Even with the wah wah pedal Jones is no Jimi Hendrix, Steve Stills or Eric Clapton and the description unholy, over-amped roar fits his guitar playing. The backing is as simplistic and furious and his huge echoed bellow of a voice doesn't so much sing as chant the very straightforward lyrics. Jones is no poet and he mixes and matches traditional blues phrases with this own witticisms.
Paul "Wine" Jones makes riveting, though limited music. Over the length of an album the schtick pales. The ideal setting for a Paul "Wine" Jones tune is amidst a collection of other acts on Fat Possum, such as Not The Same Old Blues Crap, released in 1997.
T-Model Ford, Junior Kimbrough, R L Burnside, The Jelly Roll Kings and other more obscure names feature on this album. Not Paul "Wine" Jones, though.
Kimbrough does music that can be as lonesome as any of the solo John Lee Hooker sides or as relentless as Howlin Wolf's Memphis band with Willie Steele on guitar. Burnside sounds feral and extremely dangerous even when unarmed. The Neckbones and The Jelly Roll Kings are juke joint houserockers. Where The Neckbones, with "Crack Whore Blues", are as in your face as their song title suggests, the Jelly Roll Kings swing like a cool jazz combo with extra boogie backbeat.
Then there is Elmo Williams who does a dirty guitar boogie, backed by rudimentary drums (that kind of drumming is par for the course for Fat Possum artists) and almost atonal mouth harp. Williams could be a Hound Dog Taylor without slide guitar and his boogie is relentless, motorvating and just dares me to get up and dance in a silly, yet energetic fashion. Perhaps an album's worth of this fierce boogie would be too much, but damn it, one track ain't enough.
Robert Cage does a wordless chanting blues backed by alternately pounding and slicing acoustic guitar. This is the way to resolve the age old conundrum of avoiding blues clichés
Hasil Adkins closes the album on what sounds like an old timey hillbilly song to me. It even has a spoken bit where Adkins get all maudlin over the memories of his long gone love one, and if that is not the true sign of deep country, I do not know what is. The acoustic guitar and thudding drum are as simple as any of the blues tracks and the entire lyric is something like your memories are still loving me." Tear-jerking brilliant.

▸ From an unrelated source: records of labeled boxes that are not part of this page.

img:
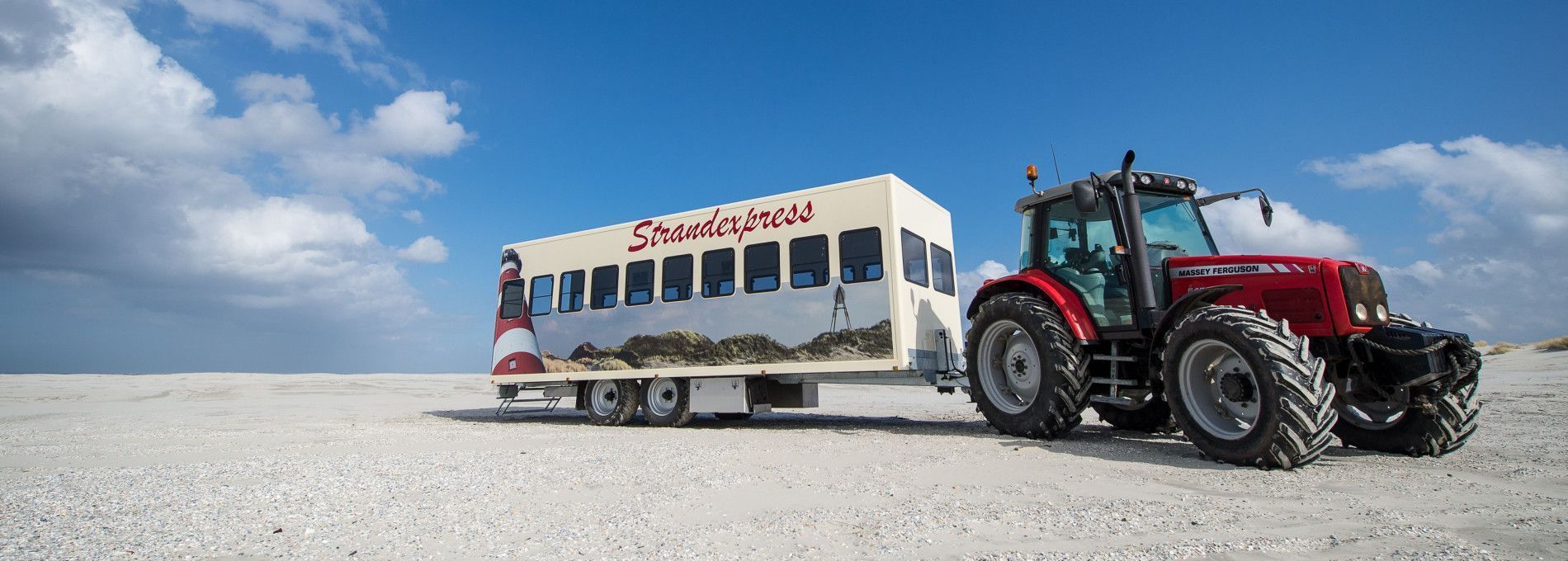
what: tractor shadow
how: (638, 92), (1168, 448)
(425, 406), (1383, 470)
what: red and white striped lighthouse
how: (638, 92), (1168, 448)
(491, 249), (544, 376)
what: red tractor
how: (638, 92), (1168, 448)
(966, 150), (1481, 469)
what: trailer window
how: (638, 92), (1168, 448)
(528, 274), (555, 315)
(588, 265), (621, 310)
(932, 243), (958, 295)
(789, 235), (828, 288)
(900, 230), (928, 287)
(626, 258), (654, 305)
(702, 249), (735, 298)
(839, 227), (881, 282)
(500, 279), (522, 319)
(659, 254), (692, 303)
(557, 270), (583, 314)
(746, 242), (779, 293)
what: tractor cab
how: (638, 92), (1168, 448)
(1014, 171), (1218, 331)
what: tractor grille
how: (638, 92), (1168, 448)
(1263, 288), (1325, 323)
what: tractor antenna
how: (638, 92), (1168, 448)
(1051, 144), (1061, 185)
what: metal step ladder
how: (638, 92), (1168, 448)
(1089, 342), (1146, 406)
(495, 389), (561, 417)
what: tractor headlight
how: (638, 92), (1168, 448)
(1339, 265), (1388, 328)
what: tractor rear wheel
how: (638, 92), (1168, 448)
(1162, 305), (1336, 469)
(1091, 394), (1181, 432)
(1334, 380), (1481, 458)
(965, 293), (1090, 439)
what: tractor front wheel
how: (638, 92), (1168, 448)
(1162, 305), (1336, 469)
(965, 293), (1090, 439)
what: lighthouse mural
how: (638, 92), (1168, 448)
(491, 249), (544, 375)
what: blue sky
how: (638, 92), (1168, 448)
(0, 0), (1568, 371)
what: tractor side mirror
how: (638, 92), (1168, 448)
(1258, 191), (1273, 226)
(1073, 179), (1099, 214)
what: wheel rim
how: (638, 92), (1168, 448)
(1179, 338), (1261, 441)
(588, 380), (621, 417)
(1339, 387), (1410, 431)
(979, 319), (1043, 415)
(643, 378), (681, 417)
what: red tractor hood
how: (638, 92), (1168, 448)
(1165, 256), (1377, 337)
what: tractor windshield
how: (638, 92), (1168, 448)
(1138, 191), (1220, 257)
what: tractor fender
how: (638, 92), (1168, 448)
(965, 270), (1099, 342)
(1150, 284), (1242, 342)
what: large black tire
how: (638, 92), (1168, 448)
(1160, 305), (1338, 469)
(582, 380), (641, 427)
(965, 293), (1090, 439)
(640, 378), (697, 427)
(1091, 395), (1181, 434)
(1334, 378), (1481, 458)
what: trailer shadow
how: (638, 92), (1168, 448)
(425, 408), (1381, 470)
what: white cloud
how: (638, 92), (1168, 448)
(234, 72), (315, 101)
(1306, 136), (1568, 340)
(956, 258), (1016, 318)
(397, 235), (447, 263)
(1202, 193), (1361, 258)
(177, 0), (423, 87)
(0, 2), (467, 342)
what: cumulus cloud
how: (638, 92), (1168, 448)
(0, 2), (467, 358)
(1306, 136), (1568, 340)
(397, 235), (447, 263)
(177, 0), (423, 87)
(1202, 193), (1361, 258)
(956, 258), (1018, 318)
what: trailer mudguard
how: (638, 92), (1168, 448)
(965, 270), (1099, 342)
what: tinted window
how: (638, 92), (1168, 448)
(588, 265), (621, 310)
(839, 227), (881, 282)
(900, 230), (928, 287)
(528, 274), (555, 315)
(789, 235), (828, 288)
(746, 242), (779, 291)
(557, 270), (583, 314)
(500, 279), (524, 319)
(659, 256), (692, 303)
(702, 249), (735, 298)
(626, 260), (654, 305)
(932, 243), (958, 295)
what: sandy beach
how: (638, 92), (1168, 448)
(0, 350), (1568, 559)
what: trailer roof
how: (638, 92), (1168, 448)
(505, 174), (947, 248)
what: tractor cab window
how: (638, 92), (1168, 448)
(1040, 199), (1132, 328)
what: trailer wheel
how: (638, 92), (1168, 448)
(643, 378), (697, 427)
(583, 380), (638, 427)
(1334, 380), (1481, 458)
(1162, 305), (1338, 469)
(965, 293), (1090, 439)
(1091, 395), (1181, 434)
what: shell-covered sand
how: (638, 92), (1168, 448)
(0, 350), (1568, 559)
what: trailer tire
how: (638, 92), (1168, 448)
(1334, 378), (1481, 458)
(1160, 305), (1338, 469)
(582, 380), (640, 427)
(641, 378), (697, 427)
(1091, 395), (1181, 434)
(965, 293), (1090, 439)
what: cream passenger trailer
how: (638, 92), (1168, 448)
(491, 176), (967, 425)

On the strength of this compilation I would seek out more of Kimbrough, Burnside and the Jelly Roll Kings and probably Elmo Williams too. At 44 minutes the CD is about the same length as records used to be and as a teaser it delivers a lot and promises a great deal more. That is what a good compilation is all about.
Whether the Fat Possum artists have ever become fat cats on the strength of their releases on this label is doubtful. Even severely primitive bluesmen will sell only so many records. If it ain't commercial it won't get on MTV and it won't be on the Disney Channel.
That's all right with me. These blues deserve attention, respect and, most of all, pure and untrammelled enjoyment.